AWIF and RRR has two main advantages. First, AWIF and RRR has similar formulas to that of JIF. The similarity would make administrators understand two metrics more easily. Moreover, these metrics preserve some desirable properties of JIF because of the similarity.

Second, AWIF and RRR are not subject-based metrics. We do not use any subject categorization when we compute these metrics. We believe that a metric that is not subject-based has some advantages in practice. Social scientists would not be treated as if they are handicapped because social science journals are not put in a separate category. Scientist have less objections for the metrics because science journals compete with social science journals on equal footing.

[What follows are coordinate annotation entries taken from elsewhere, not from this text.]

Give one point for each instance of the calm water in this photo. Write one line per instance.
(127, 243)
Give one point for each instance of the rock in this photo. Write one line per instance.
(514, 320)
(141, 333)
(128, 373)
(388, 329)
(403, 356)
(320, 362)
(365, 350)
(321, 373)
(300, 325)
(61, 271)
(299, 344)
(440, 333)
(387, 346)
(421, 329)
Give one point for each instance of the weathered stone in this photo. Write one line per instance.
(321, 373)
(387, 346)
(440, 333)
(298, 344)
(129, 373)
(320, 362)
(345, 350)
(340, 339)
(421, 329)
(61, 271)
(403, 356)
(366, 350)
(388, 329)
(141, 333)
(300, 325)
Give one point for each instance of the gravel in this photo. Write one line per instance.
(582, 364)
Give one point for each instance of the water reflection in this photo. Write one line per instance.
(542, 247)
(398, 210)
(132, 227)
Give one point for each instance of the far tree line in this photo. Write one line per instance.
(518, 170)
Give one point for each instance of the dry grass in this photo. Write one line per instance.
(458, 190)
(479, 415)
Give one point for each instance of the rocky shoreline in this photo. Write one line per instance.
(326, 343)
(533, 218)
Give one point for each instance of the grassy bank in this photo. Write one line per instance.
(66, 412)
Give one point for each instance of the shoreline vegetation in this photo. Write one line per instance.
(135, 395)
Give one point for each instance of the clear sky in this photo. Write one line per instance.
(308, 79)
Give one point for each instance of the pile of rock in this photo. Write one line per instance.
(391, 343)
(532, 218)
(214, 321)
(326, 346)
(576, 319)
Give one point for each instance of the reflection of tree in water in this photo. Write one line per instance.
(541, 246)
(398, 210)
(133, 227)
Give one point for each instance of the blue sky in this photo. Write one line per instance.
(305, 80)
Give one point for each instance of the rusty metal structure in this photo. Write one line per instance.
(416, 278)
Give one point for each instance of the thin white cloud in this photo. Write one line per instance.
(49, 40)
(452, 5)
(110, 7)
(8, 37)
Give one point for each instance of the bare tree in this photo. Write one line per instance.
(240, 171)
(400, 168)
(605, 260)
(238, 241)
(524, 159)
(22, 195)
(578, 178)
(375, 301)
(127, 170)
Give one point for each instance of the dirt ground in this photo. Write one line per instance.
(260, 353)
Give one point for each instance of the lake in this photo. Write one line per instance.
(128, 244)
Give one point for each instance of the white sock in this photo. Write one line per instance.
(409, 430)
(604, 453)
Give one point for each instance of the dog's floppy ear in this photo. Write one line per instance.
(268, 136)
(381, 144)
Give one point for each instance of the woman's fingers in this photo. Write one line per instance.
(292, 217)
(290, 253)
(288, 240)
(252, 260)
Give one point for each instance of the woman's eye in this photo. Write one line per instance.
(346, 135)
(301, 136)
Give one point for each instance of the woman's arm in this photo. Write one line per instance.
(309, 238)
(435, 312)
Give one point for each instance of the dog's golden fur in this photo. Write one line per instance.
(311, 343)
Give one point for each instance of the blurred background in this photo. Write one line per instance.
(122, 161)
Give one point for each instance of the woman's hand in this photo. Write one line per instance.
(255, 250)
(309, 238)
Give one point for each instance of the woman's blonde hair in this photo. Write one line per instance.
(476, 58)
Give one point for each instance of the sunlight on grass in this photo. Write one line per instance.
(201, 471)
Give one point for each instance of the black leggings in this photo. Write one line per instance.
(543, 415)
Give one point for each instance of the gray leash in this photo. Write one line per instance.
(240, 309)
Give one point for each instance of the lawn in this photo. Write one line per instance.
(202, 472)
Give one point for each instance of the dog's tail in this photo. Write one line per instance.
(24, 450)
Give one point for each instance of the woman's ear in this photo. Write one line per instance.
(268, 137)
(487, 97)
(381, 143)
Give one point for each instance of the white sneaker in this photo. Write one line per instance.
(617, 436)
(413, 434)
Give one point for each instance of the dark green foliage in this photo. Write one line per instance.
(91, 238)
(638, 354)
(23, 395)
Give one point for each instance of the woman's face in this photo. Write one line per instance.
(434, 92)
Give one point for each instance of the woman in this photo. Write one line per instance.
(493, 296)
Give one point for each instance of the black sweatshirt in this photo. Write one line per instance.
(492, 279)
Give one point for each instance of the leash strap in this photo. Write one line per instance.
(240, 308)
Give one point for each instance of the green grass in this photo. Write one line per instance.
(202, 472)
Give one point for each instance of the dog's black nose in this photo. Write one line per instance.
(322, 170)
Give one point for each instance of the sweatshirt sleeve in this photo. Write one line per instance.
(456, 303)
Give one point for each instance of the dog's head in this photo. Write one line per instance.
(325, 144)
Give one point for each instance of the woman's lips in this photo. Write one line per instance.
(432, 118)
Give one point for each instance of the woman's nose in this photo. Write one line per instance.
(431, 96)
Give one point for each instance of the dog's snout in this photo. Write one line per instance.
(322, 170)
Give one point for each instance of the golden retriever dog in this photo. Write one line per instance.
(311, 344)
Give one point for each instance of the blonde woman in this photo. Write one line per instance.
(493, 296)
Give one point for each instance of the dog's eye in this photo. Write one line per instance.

AWIF and RRR are better than JIF in terms of equality between social science and science journals. However, it may be the case that they are worse proxies for quality. It may be the case that better researchers have a better knowledge about the related literature and add more publications in their reference list. Ahlgren et al. (2018) suggest that articles with higher number of cited-references may have higher quality because they receive citations even after articles are controlled for their subject categories. However, this is not the ultimate proof that articles with more cited-references is of a higher quality. For instance, review articles which have many cited-references attract more citations. That does not mean that review articles are better than other articles.

The same argument can be extended to the number of authors. The articles with more authors may be of better quality. There is a clear advantage in collaboration. Articles that have many authors utilize the expertise of many researchers. However, there is no clear empirical evidence that larger teams of authors write better articles than smaller teams.

More research should be done to understand the relationship between the quality of an article and number of cited-references and authors of the article. If more cited-references and authors are shown to produce better quality journals, then the credibility of AWIF and RRR as a journal quality metric would be hurt. Otherwise, administrators may find AWIF and RRR as useful metrics because these metrics treat scientists and social scientists fairly.